Les déterminants ignorés du dérapage financier
Les dépenses de transport sanitaire sont la cible de Bercy. Avec une hausse de presque 5% par an depuis 10 ans, elles sont de l’ordre de 6 milliards d’euros en 2022, dont 94% sont remboursées par la sécurité sociale.
Le secteur comprend deux branches : le transport couché urgent et non urgent (ambulances, pompiers, Samu), et le transport assis professionnalisé (véhicules sanitaires légers (VSL), taxis, autres). C’est cette deuxième branche qui est le plus fort levier à la hausse des dépenses.
L’État a décidé dans les années 2000 d’ouvrir aux taxis l’offre du transport assis professionnalisé, pour répondre à une demande croissante et probablement dans l’espoir que la concurrence réduise les coûts.
Il leur a déroulé le tapis rouge en bloquant tout agrément nouveau de VSL pour les sociétés de transport sanitaire, et en leur laissant un modèle économique avantageux, quasi identique au transport de passagers.
Le résultat a été spectaculaire. Les taxis génèrent aujourd’hui les deux-tiers des trajets (50 millions par an) et les trois-quarts des dépenses, grâce à cette tarification plus avantageuse et à des trajets plus longs que les VSL.

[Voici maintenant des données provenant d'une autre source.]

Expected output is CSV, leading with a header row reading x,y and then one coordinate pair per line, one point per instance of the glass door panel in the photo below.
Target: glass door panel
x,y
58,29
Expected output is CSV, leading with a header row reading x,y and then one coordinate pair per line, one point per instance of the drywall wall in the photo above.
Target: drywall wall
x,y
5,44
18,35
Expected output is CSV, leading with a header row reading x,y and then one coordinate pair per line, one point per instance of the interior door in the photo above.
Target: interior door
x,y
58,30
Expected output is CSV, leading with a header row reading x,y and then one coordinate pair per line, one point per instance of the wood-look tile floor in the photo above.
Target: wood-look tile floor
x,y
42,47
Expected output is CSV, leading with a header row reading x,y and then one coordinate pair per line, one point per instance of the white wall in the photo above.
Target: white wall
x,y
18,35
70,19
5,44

De nombreux taxis, en particulier en milieu rural, réalisent plus de la moitié de leur chiffre d’affaires avec la sécurité sociale. Il en sont donc très dépendants, même si rien ne dit pas qu’ils ne pourraient pas remplacer une partie de cette activité par le transport de passagers non malades.

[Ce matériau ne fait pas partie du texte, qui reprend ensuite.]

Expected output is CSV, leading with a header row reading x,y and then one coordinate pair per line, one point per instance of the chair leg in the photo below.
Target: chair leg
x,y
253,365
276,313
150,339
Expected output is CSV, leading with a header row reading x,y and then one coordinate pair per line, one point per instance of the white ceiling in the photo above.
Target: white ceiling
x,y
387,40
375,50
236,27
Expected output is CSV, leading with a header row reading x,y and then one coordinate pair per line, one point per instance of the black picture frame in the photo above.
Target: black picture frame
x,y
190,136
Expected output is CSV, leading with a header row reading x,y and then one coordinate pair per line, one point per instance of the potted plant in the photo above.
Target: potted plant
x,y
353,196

La France est devenue cet étrange pays où les taxis jouent le rôle d’ambulancier, et sont souvent en pénurie dans le transport des passagers dans les heures de pointe.
Cet étrange pays où les ambulanciers, les transporteurs formés et équipés pour le transport sanitaire, sont smicardisés et peu reconnus.
Sans formation ni équipement médical, les taxis ont été les effecteurs de prestations remboursées par la sécu les plus prolifiques en hausse des dépenses ces dix dernières années.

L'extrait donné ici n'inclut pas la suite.